Could something like Pulse be done in GroupWise, instead of creating a new product,? Well probably, but GroupWise is about mail and calendar (personal), Teaming is about working together and adding something like Wave (live interact with the rest of the world) cannot be done without restucturing those products. What would my customer say if I told him he could now start a wave in GW instead of sending a mail message? Most probably they would think 'ok, whatever' and send a mail anyway, just cause they are used to do that in GroupWise. To change this we need something new, appealing to the user, easy and anywhere to use... as we are gotten used to do at home (gmail, hotmail, yahoo).
I spend quite a time every day trying to remember where I left a file, a message, something someone send me using either IM, Linkedin, my private mail, then trying to contact someone using those same channels and keeping in sync data in those silo's, that for me something like Pulse sounds verry welcome. Let Pulse decide for me how to contact someone. If it would do something live that could be using WFP and if a contact is offline and I only have an email address left of that contact it can let GroupWise drop a message.

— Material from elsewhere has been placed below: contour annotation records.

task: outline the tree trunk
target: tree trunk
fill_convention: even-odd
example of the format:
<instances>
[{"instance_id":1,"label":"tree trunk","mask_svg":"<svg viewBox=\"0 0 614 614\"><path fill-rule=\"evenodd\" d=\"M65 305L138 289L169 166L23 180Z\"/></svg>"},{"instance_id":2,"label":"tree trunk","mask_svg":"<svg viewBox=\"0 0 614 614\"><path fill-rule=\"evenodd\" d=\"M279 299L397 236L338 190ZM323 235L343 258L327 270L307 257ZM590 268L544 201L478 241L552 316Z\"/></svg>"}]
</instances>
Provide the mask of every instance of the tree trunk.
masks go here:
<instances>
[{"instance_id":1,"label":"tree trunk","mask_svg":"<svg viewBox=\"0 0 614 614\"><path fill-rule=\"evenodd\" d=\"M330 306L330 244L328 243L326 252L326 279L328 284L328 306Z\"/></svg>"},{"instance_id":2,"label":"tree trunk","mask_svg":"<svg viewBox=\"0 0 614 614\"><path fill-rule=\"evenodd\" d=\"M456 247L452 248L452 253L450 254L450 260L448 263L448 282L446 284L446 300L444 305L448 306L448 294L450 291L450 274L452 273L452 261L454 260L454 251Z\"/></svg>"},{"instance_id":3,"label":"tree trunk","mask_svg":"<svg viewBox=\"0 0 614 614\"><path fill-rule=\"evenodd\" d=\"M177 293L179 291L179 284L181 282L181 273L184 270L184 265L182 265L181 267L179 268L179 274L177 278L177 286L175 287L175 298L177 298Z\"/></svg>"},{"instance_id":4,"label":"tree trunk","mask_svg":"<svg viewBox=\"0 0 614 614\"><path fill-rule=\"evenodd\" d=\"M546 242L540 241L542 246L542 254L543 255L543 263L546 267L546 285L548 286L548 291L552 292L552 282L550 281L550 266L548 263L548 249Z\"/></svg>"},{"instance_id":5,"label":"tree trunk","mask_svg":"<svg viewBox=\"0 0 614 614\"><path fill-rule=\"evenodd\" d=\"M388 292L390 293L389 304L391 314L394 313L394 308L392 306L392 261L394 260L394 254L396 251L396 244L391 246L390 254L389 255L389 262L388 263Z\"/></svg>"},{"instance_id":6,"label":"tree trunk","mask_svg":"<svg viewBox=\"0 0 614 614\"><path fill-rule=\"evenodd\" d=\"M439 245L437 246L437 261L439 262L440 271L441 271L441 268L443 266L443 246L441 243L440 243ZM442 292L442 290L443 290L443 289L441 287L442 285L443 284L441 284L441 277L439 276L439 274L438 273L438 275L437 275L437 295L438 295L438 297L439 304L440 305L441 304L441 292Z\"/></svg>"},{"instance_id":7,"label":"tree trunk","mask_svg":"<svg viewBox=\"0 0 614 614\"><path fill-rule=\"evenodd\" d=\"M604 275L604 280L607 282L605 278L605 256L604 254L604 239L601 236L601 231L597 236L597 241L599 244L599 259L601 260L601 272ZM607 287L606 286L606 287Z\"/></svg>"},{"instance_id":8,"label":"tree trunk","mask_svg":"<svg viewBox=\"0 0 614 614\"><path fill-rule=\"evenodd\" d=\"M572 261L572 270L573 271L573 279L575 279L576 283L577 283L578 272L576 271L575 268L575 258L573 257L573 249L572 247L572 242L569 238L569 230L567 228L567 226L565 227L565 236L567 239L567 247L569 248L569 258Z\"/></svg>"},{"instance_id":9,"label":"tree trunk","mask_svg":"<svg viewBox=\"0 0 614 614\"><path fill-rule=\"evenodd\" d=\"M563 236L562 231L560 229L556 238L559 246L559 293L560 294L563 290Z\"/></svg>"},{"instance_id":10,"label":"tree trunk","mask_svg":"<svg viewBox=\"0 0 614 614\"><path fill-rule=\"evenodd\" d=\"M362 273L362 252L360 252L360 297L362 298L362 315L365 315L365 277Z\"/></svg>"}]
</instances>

Don't worry it would just have been a beta/preview of the product with -limited- sync options, which I remember was only syncing calendar and contacts at the given point. It was meant to give a early look at the product, and noway was supposed to be useable it in production environment.
Groupwise as an Admin is a great product. As an Admin I have no doubt which email system I want to administer. Other than the lack of eDir integration in the last 15 years is perplexing, but I do like that my users can have these massive mailboxes and it is secure from end to end.
But that has been that way since at least GW 5.5. The client interface was good at GW 7 and it is stable unlike the GW 8 client. I didn't need a rewrite of the Client just to make things seem pretty. I need real world features that matter to the user such as GMS, QUICK message level restore, and simple, powerful and easy integration points for 3rd party vendors. Heck, copy the integration point of exchange so that 3rd party vendors can write one product that works with both systems. I know this means that you will have to work to keep your APIs in lock step with Exchange but you know the saying: "Lead, Follow, or Get out of the way". You have lost almost all 3rd party support, it is time to get it back.